Se intercambiaron números de teléfono.
El hijo le dio a ella una caja de medicinas. Se acordó de que en esa isla había
que ir bien abrigado y le compró en una tienda de al lado una bufanda y unos
guantes a su padre, al que pidió que cuando estuviera en la ciudad se
abasteciera de ropa para el frío.
—No hacía falta que se gastara dinero
en eso.
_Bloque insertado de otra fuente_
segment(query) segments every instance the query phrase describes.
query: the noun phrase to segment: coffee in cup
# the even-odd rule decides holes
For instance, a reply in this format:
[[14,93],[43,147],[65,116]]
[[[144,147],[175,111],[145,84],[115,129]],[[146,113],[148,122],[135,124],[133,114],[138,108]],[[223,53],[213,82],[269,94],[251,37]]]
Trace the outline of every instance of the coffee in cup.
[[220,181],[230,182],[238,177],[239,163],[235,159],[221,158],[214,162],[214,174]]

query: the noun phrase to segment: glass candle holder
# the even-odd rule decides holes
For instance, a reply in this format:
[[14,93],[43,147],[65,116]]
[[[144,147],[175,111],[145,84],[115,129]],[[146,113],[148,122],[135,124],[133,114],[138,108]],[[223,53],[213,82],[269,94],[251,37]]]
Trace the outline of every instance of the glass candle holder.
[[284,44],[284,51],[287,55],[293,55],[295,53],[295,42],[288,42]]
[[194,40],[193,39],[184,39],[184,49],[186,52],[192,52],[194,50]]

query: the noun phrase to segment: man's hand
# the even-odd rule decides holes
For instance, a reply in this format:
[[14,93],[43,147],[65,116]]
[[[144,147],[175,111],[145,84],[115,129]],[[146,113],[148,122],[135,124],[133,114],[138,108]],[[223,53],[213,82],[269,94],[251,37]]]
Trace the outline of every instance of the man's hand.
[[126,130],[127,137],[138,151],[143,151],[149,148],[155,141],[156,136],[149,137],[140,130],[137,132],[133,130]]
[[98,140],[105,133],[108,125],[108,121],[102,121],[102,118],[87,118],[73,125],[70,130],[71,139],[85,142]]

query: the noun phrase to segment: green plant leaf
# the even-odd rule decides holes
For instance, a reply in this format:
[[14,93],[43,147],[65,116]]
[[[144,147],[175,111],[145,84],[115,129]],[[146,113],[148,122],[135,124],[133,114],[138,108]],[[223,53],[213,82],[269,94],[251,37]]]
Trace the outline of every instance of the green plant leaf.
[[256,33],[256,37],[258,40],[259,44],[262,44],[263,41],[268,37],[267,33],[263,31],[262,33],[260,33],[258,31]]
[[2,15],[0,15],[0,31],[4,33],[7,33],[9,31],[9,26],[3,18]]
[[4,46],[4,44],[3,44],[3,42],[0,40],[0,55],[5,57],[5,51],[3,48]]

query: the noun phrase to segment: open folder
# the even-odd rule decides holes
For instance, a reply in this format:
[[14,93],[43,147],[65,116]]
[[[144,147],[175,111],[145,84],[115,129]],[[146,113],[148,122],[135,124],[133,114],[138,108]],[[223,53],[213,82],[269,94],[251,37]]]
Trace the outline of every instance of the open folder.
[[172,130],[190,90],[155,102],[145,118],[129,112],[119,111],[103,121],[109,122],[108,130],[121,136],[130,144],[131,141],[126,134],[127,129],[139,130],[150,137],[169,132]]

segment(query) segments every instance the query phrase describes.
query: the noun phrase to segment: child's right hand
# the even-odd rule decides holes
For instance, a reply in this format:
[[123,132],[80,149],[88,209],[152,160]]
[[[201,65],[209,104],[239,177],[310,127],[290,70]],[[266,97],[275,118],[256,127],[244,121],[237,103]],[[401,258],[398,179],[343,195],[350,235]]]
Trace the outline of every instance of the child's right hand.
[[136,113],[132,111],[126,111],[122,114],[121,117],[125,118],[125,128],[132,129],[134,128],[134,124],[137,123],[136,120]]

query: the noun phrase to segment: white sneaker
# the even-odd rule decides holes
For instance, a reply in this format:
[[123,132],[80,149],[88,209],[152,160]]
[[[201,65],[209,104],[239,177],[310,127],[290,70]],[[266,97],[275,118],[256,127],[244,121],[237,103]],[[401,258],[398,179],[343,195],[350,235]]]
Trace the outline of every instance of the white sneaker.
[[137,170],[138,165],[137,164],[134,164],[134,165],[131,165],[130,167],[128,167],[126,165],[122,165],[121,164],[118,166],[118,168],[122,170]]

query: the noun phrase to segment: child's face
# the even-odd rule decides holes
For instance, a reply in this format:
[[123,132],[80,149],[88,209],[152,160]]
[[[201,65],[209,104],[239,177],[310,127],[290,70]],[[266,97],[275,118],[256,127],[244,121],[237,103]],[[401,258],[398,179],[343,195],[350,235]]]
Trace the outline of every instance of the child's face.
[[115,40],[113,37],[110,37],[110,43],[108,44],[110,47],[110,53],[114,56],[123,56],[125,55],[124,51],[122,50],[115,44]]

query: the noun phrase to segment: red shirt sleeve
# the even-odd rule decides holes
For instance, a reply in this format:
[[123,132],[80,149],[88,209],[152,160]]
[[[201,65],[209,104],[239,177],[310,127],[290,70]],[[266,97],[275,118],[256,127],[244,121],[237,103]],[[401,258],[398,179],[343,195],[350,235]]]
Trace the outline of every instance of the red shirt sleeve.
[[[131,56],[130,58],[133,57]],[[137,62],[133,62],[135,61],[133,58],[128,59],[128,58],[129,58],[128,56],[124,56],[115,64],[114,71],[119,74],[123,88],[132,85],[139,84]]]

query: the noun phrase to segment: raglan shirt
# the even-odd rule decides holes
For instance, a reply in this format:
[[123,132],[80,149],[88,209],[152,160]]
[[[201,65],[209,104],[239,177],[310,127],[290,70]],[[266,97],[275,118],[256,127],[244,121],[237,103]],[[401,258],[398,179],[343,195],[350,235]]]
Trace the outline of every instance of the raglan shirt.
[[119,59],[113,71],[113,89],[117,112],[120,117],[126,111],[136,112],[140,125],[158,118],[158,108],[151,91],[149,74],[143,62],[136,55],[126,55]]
Allí tengo de todo —le dijo Helle, cuando él le enseñó las prendas que
había adquirido en la boutique.
—De todos modos, dentro de un par de
meses, me dan las vacaciones e iré a visitaros.
—Cuando usted quiera —le dijo ella.
—Helle, tenga cuidado porque algunas
veces se escapa —continuó.
—No se preocupe, no creo que pueda
alejarse mucho de mi casa, en medio del campo nevado.
Como había deseado Helle, el avión
disponía aún de una plaza libre. El hijo de Amadeo le compró el billete, esta
vez con su día y hora correctos.
Luego, Amadeo y Helle cruzaron la
cabina del escáner en dirección a la puerta de embarque. Se volvieron y
saludaron al hijo con las manos en alto.